Вернуться к Л.М. Кулаева. А.П. Чехов и Общество любителей российской словесности

М.А. Волчкевич. «Дядюшкин сон» в пересказе Ф.М. Достоевского и А.П. Чехова

Тема «Достоевский и Чехов» представляется как взаимоисключающей, так и взывающей именно сегодня к специальным исследованиям и даже конференциям. Сохранились немногочисленные отзывы писателя о романах «Братья Карамазовы» и «Преступление и наказание», в которых сквозь признание очевидного «очень большого таланта» сквозит скрытое неприятие поэтики Достоевского и его манеры письма как таковой1. Очевидно, что Чехов в отличие от упоминаний и размышлений о великих русских писателях — Пушкине, Лермонтове, Островском, Толстом — как будто избегал разговоров о творчестве Достоевского.
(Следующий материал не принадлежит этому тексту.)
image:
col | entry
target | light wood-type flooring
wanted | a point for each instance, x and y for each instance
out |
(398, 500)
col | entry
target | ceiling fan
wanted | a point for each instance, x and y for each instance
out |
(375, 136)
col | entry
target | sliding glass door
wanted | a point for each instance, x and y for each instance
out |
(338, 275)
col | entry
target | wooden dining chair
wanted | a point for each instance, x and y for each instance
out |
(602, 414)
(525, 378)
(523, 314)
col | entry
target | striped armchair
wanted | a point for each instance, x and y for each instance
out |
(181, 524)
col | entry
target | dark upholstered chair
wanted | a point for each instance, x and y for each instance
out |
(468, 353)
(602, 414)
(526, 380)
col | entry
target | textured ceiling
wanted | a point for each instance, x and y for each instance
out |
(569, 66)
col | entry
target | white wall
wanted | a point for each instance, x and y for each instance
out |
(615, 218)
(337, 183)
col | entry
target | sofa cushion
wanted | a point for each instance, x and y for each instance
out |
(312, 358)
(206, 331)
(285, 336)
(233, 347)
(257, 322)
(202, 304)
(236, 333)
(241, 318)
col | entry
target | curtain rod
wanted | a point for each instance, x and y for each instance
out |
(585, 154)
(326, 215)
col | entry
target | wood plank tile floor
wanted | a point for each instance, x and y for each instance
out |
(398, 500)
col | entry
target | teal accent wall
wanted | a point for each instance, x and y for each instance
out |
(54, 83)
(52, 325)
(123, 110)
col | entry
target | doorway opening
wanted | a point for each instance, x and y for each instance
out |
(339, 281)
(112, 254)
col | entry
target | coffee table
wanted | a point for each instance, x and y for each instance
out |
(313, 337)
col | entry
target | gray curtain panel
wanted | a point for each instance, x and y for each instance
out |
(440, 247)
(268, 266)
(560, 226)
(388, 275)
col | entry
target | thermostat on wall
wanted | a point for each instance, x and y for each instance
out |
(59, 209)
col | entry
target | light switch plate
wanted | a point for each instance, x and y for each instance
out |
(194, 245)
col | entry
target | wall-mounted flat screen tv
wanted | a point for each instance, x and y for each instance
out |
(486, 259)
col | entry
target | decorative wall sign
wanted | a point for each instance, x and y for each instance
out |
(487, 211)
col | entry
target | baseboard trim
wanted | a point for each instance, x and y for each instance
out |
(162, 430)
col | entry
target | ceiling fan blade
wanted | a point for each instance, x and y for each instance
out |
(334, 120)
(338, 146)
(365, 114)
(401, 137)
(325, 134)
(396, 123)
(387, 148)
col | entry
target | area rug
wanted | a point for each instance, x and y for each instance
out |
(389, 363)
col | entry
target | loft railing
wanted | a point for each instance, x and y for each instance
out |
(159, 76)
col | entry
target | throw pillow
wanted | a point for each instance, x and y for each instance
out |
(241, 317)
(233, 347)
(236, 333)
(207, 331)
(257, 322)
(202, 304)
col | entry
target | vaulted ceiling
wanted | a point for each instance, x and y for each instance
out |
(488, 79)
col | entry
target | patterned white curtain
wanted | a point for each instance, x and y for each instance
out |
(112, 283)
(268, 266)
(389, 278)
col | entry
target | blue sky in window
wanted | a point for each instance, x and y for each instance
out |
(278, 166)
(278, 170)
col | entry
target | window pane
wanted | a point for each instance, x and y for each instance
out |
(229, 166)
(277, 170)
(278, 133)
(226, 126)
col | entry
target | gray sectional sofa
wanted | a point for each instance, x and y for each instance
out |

Именно поэтому любопытны сюжеты, темы и вечные образы, объединяющие творчество двух классиков русской литературы. На наш взгляд, один из таких сюжетов — история о русской вариации Тартюфа, ставшего божком, кумиром и идолом целого семейства. Характерно, главной «жертвой» такого Тартюфа в российской действительности оказался не отец семейства, как было явлено в классической пьесе Ж.-Б. Мольера, но дядюшка, обитатель поместья, принёсший себя в жертву ближним и дальним. Даже названия произведений Достоевского и Чехова вполне можно поменять местами. Повесть «Село Степанчиково и его обитатели» (1859) вполне может быть названа «сценами из деревенской жизни» (тем более что «сцен» в этой книге, как и в любом произведении Достоевского, предостаточно). Так же, как и пьеса «Дядя Ваня» (1896) Чехова написана об обитателях неведомого огромного поместья, среди которых есть и «старая идиотка» мамаша, и «приживал», и добрая племянница, и заезжие гости из губернского города.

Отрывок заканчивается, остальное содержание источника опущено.